I’m filming this video today to help all of you who may someday go to federal prison, or if you’re watching this and you have a loved one in prison, I want to offer some guidance that will ensure the time is productive, fulfilling, and you don’t feel like how so many prisoners feel, dealing with the inevitable boredom, watching calendar pages turn. Literally watching paint try. So, I’m going to offer my insights on how I think anyone should focus and spend their time in federal prison.

As a disclosure, my routine was rigid. I formed a closed friendship and partnership with Michael Santos, who had been in prison for 22 years, and I liked his routine. I liked that he woke early. I liked that he created content. I liked that he was focused and didn’t waste time. If you create your routine, let’s start with any decision you make, any choice you make, I think you have to make your own choices. I think every choice has to relate to the life you’d like to live upon your release.

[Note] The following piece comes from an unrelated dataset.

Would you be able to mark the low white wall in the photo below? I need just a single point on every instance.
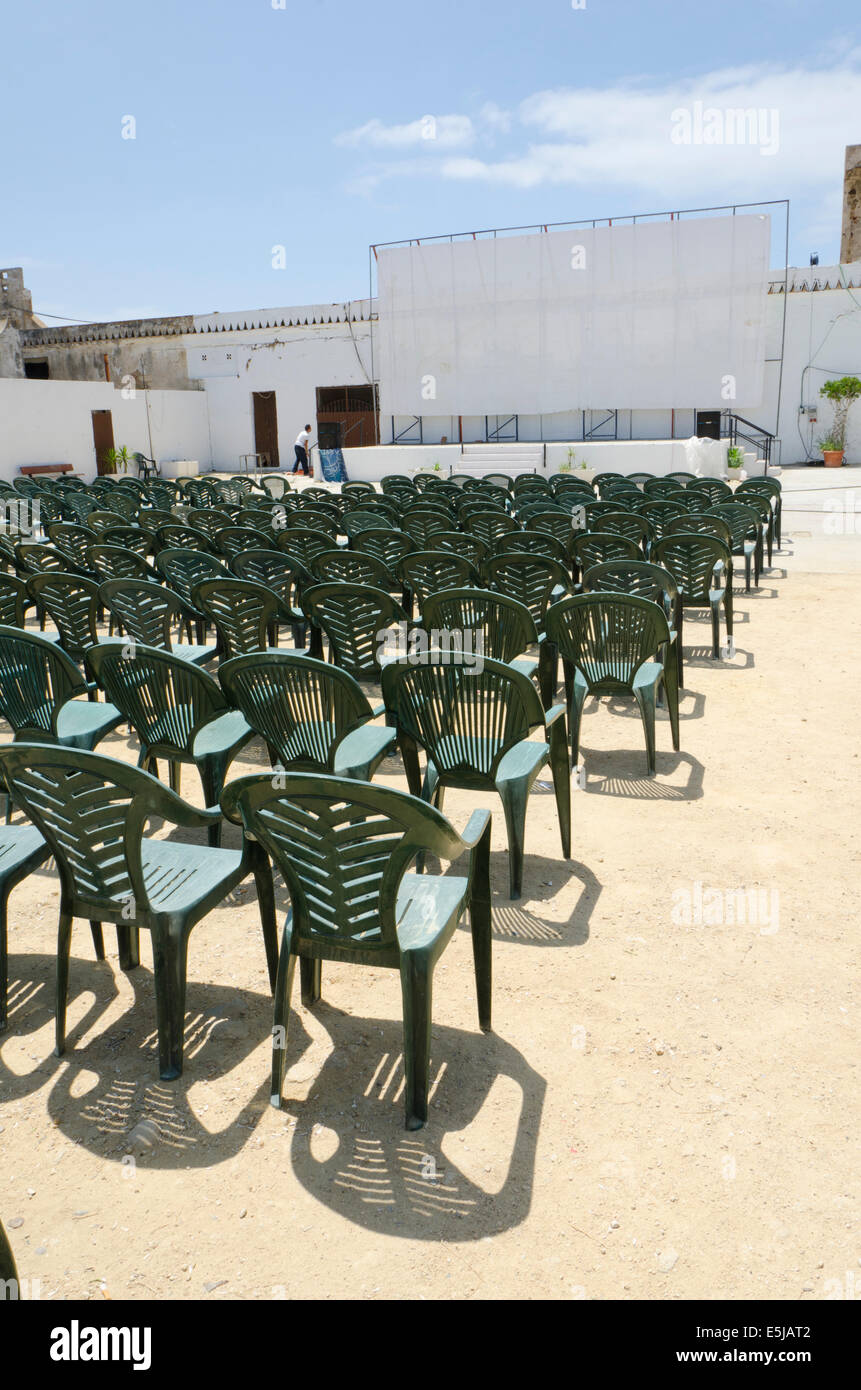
(50, 421)
(655, 456)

I’ve shared this story. My wife every now and again says it’s a little off-putting, or maybe arrogant, or something like that when I say, I don’t think you should play softball in prison unless you’re going to be a professional softball player upon your release. Some people say to me, “Justin, relax. It’s some downtime. It’s some fun.” I get it!

There was no downtime for me. There was not a whole lot of fun for me.

I was a convicted felon, I’d embarrassed my family, ruined my reputation, destroyed my career; I was going to release in 2009 to the worst economy since the Great Depression. There was no fun for me. Fun time was over, okay? I had to work.

And how did I focus? How should you focus? Well, it started with creating content.

Creating value in the lives of others. Seeking to create a win-win. When you’re in prison and it’s Tuesday at 11:35 in the morning and you’re thinking, “What do I do now? I’ve done my job. Should I go exercise again? Should I go do that ab class? Should I go play soccer, softball, bocce ball, foosball?” Whatever…

I’d encourage all of you, on that Tuesday at 11:35 in the morning, to think, “How can I create value in the lives of others?” Because that will simultaneously help you.

A lot of people come home from prison, and I’ve no doubt they did really good things. I’ve no doubt they were productive. When I ask many of them to show me the documentation, to walk me through what they did, they are unable to. Now, I’m not saying they lied to me; I have no doubt they’re telling the truth. For example, when that Washington Post article came out on our work, it went totally viral; there was more than 10 million views, and more than 1,000 people who were released from prison reached out to me with hopes of working together.

I spoke with some of them and I said, “Well, walk me through what you did all day in federal prison.” Some were productive, some were not. None of them could document what they had gone through. None of them were able to clearly show me what their days were like, and how it contributed to the lives of others.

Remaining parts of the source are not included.